A recorrida particular, FEDERAÇÃO DE CAÇA DO SUL DE PORTUGAL, contestou, defendendo o não provimento do recurso e a não verificação de uma situação de incompetência.

O Recorrente veio a apresentar alegações com as seguintes conclusões: l. O despacho recorrido é ilegal por se basear nas normas do art. 16º, nº2 da Lei n.º 173/99, de 21 de Setembro, e dos arts. 24º, 25º e 26º do Decreto-Lei n.º 227-B/2000, de 15 de Setembro, feridas de inconstitucionalidade.

  1. O art. 16º da Lei n.º 173/99 de 21 de Setembro de 1999, ao restringir ao estabelecimento das zonas de caça mediante concessão a necessidade de acordo prédio dos proprietários ou outros detentores de direitos de gozo ou utilização dos terrenos, discriminou e excluiu expressamente as zonas de caça de interesse nacional ou municipal, aí permitindo a desnecessidade do acordo prévio dos titulares de direitos referidos.

  2. Os arts. 24º, n.º 1, 25º e 26º do Decreto-Lei n.º 227-B/2000, de 15 de Setembro de 2000, estabeleceram termos de cuja conjugação resulta uma situação idêntica à do referido art. 16º da Lei n.º 173/99, pelo que também neles é feita uma discriminação e distinção entre os proprietários e detentores de direitos sobre terrenos incluídos em zonas de caça de interesse municipal ou nacional, por um lado, e os proprietários de terrenos incluídos em zonas de caça de interesse turístico ou associativo, por outro.

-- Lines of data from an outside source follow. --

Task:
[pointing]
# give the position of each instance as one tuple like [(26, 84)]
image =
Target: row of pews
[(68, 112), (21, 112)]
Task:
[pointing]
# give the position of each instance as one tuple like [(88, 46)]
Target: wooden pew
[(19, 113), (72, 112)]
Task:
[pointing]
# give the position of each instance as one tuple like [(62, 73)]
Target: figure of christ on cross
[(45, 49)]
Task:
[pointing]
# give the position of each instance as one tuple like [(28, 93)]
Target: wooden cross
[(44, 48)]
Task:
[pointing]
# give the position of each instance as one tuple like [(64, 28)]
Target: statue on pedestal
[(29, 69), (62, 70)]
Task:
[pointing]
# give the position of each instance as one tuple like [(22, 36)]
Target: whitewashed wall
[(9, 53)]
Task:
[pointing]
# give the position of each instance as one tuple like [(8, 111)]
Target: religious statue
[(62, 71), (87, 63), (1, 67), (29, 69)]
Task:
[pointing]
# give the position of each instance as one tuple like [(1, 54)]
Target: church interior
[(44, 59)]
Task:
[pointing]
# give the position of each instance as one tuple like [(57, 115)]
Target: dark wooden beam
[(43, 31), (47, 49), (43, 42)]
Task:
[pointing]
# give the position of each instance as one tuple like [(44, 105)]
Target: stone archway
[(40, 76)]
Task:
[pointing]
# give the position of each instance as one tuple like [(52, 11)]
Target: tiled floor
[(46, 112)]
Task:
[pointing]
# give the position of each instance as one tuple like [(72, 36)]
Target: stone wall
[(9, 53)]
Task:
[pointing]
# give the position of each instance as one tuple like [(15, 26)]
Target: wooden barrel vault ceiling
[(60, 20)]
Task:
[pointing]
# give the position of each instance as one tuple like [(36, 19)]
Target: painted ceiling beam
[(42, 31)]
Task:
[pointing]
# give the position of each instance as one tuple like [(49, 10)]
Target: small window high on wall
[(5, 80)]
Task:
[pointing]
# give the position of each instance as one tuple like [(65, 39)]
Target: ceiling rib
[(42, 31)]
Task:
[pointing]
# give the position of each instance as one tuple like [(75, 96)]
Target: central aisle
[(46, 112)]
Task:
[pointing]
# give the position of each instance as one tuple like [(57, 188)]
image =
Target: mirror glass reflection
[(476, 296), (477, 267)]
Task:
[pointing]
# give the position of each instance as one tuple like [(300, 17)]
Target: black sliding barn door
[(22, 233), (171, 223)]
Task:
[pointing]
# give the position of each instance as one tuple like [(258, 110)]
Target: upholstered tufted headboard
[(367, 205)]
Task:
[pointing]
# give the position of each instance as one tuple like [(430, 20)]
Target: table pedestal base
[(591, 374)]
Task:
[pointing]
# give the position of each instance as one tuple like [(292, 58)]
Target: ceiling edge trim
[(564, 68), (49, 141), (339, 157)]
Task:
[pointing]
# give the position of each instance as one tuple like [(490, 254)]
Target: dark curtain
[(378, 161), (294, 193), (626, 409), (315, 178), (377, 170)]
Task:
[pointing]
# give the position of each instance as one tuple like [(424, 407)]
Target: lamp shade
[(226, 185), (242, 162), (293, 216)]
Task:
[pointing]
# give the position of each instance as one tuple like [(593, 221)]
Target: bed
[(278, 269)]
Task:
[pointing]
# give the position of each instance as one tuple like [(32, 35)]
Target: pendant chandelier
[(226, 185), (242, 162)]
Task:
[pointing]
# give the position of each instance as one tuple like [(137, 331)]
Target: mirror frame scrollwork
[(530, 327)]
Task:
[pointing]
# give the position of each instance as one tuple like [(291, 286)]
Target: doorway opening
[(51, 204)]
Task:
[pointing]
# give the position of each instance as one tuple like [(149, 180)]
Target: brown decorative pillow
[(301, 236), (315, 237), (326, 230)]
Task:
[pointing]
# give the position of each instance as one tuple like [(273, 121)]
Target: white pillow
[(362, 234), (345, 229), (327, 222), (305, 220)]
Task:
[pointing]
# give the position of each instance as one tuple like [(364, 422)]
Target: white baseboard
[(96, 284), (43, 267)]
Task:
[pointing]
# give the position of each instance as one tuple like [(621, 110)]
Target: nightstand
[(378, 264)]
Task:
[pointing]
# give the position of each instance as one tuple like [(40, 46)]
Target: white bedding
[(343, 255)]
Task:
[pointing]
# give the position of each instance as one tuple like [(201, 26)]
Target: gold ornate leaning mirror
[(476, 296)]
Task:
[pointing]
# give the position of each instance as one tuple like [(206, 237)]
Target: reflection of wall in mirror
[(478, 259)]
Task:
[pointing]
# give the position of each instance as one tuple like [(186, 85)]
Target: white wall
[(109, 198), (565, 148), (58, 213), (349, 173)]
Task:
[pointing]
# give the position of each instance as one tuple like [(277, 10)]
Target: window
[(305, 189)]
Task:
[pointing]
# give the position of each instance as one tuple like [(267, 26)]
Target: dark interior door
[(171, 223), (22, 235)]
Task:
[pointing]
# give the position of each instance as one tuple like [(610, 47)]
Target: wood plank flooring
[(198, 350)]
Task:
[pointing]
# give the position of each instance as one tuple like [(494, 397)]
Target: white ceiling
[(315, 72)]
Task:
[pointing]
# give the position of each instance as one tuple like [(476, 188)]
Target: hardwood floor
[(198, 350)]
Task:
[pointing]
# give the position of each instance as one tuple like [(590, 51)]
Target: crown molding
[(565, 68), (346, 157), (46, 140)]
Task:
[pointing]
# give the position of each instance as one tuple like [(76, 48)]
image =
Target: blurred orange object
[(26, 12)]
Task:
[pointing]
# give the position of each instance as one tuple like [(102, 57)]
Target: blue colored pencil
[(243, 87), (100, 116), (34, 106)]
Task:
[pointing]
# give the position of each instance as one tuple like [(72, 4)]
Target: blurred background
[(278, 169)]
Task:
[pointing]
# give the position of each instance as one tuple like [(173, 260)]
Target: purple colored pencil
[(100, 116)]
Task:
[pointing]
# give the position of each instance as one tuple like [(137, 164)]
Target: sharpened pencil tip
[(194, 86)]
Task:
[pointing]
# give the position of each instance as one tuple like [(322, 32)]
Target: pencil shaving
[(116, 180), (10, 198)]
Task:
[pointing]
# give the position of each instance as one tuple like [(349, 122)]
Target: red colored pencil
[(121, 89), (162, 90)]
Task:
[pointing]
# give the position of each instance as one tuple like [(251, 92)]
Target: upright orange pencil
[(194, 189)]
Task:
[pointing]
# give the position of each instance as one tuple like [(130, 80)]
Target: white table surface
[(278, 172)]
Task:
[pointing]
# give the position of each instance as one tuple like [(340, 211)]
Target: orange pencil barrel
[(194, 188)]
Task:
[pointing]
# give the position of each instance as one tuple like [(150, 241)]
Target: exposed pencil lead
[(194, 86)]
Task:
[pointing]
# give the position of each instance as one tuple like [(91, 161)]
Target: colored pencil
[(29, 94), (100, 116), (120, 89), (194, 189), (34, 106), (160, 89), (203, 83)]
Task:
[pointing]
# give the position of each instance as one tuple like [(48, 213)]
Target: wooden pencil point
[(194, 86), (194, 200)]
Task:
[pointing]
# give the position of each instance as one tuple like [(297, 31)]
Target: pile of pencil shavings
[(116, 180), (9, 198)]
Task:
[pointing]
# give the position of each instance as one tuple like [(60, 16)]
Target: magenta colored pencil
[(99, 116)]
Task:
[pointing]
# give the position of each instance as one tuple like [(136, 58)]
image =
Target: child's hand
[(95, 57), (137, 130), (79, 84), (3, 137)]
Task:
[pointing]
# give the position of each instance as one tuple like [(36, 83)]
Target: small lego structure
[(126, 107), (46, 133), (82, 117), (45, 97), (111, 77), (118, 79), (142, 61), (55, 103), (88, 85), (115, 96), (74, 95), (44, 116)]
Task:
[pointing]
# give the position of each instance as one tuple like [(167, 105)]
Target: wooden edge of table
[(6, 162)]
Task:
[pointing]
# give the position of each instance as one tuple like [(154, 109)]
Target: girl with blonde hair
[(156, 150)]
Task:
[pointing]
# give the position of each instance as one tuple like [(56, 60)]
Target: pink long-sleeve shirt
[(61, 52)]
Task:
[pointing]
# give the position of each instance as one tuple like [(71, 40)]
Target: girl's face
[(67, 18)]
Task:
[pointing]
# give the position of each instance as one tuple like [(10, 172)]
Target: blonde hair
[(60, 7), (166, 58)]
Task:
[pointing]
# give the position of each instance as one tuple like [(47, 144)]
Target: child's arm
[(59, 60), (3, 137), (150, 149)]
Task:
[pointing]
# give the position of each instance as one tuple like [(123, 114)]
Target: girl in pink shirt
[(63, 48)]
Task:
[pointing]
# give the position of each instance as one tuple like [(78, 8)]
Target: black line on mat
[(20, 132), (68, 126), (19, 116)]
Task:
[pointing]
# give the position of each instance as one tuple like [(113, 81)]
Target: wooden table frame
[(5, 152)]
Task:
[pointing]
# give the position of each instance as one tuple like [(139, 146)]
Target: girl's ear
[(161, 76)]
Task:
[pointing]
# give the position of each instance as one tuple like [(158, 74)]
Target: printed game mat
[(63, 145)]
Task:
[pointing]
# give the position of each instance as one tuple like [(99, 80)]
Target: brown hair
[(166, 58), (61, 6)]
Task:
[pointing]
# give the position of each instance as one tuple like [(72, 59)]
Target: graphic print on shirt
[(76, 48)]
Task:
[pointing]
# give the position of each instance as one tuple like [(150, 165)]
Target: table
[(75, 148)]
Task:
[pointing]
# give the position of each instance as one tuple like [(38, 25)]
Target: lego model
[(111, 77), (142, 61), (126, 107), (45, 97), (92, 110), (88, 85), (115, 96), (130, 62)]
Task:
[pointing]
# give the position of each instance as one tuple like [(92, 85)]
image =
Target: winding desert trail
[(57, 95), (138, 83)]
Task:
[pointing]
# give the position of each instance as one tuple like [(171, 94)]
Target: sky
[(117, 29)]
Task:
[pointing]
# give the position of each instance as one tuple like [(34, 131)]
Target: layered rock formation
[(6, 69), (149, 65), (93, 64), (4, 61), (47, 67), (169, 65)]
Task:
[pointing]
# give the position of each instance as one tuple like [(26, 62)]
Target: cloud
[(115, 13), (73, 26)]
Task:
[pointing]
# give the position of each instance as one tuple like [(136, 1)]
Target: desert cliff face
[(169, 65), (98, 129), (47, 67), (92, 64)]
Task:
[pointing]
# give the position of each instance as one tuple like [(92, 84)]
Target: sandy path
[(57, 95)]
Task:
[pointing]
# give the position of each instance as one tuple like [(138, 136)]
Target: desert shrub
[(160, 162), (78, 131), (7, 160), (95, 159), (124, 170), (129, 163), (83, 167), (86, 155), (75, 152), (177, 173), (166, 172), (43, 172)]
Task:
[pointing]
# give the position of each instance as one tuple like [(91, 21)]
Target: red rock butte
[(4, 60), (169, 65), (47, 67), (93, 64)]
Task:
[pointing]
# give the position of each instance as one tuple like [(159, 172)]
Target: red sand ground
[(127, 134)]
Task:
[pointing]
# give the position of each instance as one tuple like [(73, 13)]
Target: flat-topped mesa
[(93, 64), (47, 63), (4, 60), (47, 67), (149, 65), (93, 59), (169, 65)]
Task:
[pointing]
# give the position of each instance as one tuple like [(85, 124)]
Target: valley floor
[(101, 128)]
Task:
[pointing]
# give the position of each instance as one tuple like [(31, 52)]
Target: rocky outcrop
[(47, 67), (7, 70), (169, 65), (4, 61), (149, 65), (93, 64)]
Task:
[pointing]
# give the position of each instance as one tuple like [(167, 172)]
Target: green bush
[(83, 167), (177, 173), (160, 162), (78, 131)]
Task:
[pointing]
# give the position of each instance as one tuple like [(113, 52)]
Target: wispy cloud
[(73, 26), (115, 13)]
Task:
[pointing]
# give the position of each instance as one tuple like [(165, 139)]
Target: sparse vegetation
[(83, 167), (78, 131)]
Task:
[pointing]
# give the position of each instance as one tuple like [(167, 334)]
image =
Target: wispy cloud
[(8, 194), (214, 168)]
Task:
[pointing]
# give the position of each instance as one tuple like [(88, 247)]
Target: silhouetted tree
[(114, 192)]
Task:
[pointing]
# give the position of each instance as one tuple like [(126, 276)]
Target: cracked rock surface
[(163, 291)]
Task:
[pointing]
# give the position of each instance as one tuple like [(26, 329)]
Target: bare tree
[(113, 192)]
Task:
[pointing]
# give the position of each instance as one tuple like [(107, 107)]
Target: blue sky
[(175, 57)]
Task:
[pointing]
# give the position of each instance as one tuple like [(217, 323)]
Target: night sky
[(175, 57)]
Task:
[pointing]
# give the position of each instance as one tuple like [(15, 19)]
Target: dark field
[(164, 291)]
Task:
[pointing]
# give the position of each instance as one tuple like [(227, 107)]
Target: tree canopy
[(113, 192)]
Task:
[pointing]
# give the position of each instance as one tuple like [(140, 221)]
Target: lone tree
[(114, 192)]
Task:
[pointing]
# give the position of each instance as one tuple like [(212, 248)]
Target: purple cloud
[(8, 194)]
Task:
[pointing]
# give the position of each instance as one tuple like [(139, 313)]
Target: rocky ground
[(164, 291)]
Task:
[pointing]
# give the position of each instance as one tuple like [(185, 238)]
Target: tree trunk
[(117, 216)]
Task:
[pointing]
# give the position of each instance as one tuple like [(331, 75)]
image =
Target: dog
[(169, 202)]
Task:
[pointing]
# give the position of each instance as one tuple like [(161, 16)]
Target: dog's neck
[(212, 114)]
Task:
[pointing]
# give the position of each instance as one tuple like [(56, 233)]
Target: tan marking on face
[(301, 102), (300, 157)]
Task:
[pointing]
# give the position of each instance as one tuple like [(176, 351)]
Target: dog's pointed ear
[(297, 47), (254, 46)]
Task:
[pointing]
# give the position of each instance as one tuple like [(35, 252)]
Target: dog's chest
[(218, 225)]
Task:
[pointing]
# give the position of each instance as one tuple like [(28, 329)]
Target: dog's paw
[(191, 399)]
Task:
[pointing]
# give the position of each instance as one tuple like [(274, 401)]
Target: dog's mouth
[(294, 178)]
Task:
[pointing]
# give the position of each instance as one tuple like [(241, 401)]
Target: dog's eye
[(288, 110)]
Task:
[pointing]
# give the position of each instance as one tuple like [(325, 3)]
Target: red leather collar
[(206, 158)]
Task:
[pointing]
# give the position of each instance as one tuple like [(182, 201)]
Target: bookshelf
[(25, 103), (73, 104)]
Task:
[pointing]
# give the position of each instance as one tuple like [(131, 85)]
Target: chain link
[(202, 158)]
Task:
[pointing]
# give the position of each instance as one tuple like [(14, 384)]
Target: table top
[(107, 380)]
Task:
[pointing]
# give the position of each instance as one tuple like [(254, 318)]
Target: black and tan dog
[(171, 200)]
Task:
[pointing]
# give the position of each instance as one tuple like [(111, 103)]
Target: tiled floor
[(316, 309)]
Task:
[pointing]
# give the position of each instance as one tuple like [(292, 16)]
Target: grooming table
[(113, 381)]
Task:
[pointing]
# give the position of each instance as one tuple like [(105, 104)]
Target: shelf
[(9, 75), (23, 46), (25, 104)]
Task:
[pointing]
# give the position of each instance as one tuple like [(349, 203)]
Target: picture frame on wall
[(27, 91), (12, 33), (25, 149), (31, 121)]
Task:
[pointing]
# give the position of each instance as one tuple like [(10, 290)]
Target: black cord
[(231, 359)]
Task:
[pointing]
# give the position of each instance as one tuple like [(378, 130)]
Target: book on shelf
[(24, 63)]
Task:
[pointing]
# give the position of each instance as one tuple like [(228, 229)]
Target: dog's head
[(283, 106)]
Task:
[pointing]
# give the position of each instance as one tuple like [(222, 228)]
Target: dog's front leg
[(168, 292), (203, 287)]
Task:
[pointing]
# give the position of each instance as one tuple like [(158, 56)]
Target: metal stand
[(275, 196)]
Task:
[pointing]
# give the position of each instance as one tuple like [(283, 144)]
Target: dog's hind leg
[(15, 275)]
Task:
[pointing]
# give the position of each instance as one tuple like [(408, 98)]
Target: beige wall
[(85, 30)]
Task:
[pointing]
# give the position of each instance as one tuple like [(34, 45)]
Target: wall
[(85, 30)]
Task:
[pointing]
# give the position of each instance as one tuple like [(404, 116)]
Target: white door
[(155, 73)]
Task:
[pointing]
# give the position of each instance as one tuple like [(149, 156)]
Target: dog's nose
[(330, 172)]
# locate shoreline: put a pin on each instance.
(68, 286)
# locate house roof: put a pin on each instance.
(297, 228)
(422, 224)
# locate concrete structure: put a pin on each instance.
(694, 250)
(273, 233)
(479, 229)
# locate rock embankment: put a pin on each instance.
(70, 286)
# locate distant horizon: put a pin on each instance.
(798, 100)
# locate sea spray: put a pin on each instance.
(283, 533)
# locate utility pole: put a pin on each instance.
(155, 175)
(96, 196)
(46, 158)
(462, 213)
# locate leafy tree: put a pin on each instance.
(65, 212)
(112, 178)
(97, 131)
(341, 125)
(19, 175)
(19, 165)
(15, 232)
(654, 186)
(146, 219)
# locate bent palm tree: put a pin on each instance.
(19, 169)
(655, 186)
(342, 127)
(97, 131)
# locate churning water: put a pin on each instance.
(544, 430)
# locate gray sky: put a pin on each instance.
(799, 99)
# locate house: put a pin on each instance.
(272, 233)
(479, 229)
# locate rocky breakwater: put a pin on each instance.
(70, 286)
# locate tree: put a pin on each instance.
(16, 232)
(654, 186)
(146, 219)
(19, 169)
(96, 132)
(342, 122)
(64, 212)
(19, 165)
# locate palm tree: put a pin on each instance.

  3. Deste modo as normas em causa criam uma dualidade de situações que acabam por constituir uma discriminação entre proprietários de terrenos incluídos em zonas de caça municipais e proprietários de terrenos incluídos em zonas de caça associativa ou turística pelo que são inconstitucionais por notória e essencial violação do Princípio da Igualdade de tratamento dos cidadãos.

  4. Por outro lado, as normas em causa, ao permitirem a criação de uma zona de caça de interesse municipal sem necessidade de autorização do proprietário ou usufrutuário, e contra a sua vontade, também são inconstitucionais.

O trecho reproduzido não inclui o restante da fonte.